The use of standardized patients in nursing education is expanding. A study by Rentschler, Eaton, Cappiello, McNally, and McWilliam (2007) described the use of standardized patients in the evaluation of senior-level undergraduate nursing students. The Objective Structured Clinical Evaluation tool was used to measure synthesis and knowledge of clinical skills during student interactions with both simulated and standardized patients. A standardized evaluation tool, along with the controllable, reproducible environment offered by simulation and standardized patients, provided a means for decreasing student anxiety and standardizing measurement of learning outcomes.
At Old Dominion University, standardized patients are used in the undergraduate program as a graded, summative evaluation. The implementation of standardized patients allows learners to interact in a realistic manner with a “client.” Feedback is offered by the standardized patient to enhance learning and explain rationale for particular responses or behaviors. In other applications, the standardized patients are videotaped and become virtual patients for repetitive practice.
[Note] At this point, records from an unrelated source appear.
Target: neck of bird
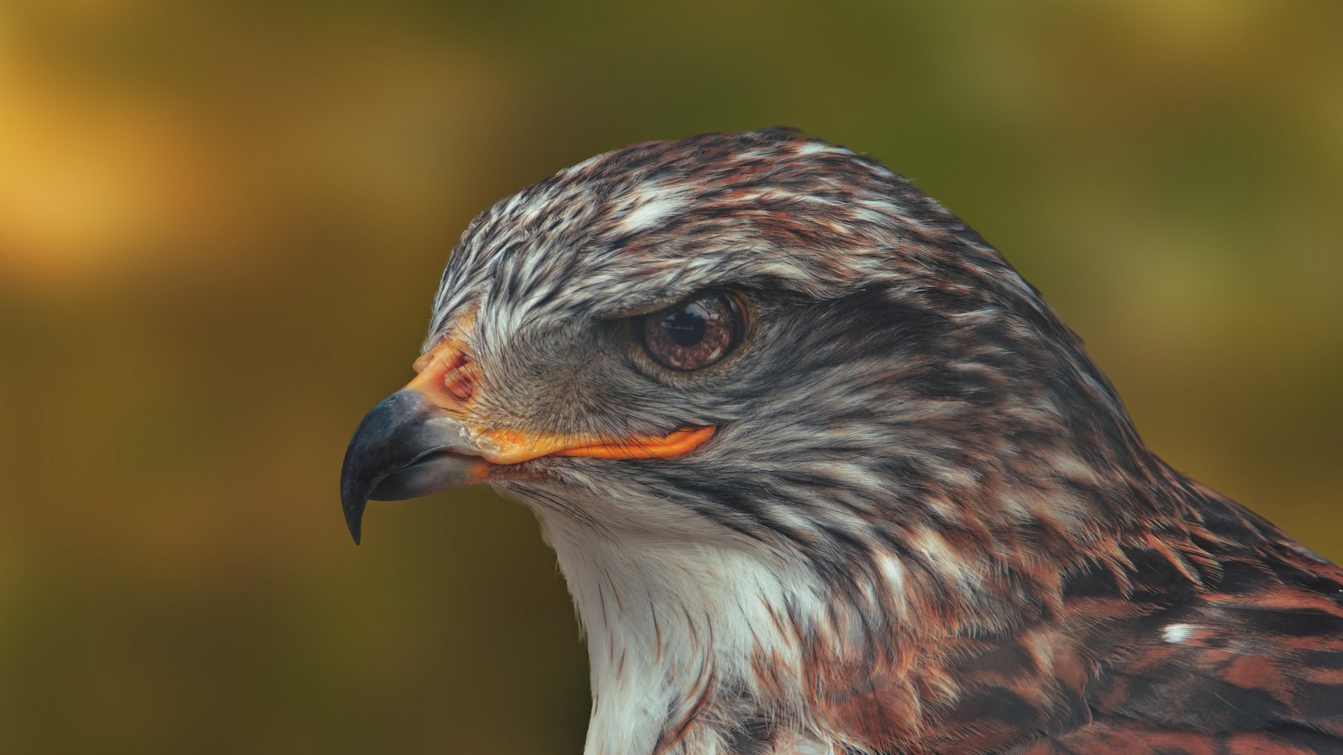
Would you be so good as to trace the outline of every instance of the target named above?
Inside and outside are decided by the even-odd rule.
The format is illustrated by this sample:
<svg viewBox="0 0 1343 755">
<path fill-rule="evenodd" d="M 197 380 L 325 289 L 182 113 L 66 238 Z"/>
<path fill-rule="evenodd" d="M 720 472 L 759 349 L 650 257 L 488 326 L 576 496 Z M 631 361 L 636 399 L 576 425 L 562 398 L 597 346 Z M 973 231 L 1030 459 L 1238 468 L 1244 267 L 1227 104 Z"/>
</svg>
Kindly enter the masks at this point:
<svg viewBox="0 0 1343 755">
<path fill-rule="evenodd" d="M 725 754 L 735 735 L 716 724 L 795 707 L 800 634 L 827 594 L 800 559 L 541 519 L 587 634 L 586 755 Z"/>
</svg>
Standardized patients offer many benefits similar to those of simulation. Interactions and care provided to standardized patients occur within a controlled environment with no risks to actual patients. Orientation for new nurses as well as continuing education and competency verification may be accomplished by using standardized patients.
Making It All Work
A model’s value is measured by its potential for application. Successfully implementing the PPDM requires that several issues be considered. Necessary support resources include instructional technology, instructional design, and clinical laboratory personnel. Training time must be allotted for development and execution of learning scenarios. Equipment needs include purchase and maintenance of computer software and hardware, human physiologic simulators, and audiovisual equipment. Additionally, dedicated space for a realistic simulated practice environment, a classroom, a computer and DVD recording room, and an educator observation room are required. Efficient use of resources can be accomplished through collaboration with other institutions, creating a shared center for excellence.
With careful planning and guidance from models such as the PPDM, the combined use of teaching strategies such as standardized patients and virtual and simulated environments can assist nurse educators in creating lifelong learning cultures in nursing units. Time and effort taken to implement this approach will result in a greater ability to provide meaningful and efficient learning opportunities for nurses with a variety of learning styles. Moreover, organizations that facilitate the ability of nurses to maintain their professional competence in such a manner will find that it contributes greatly to their ability to provide safe, high-quality nursing care.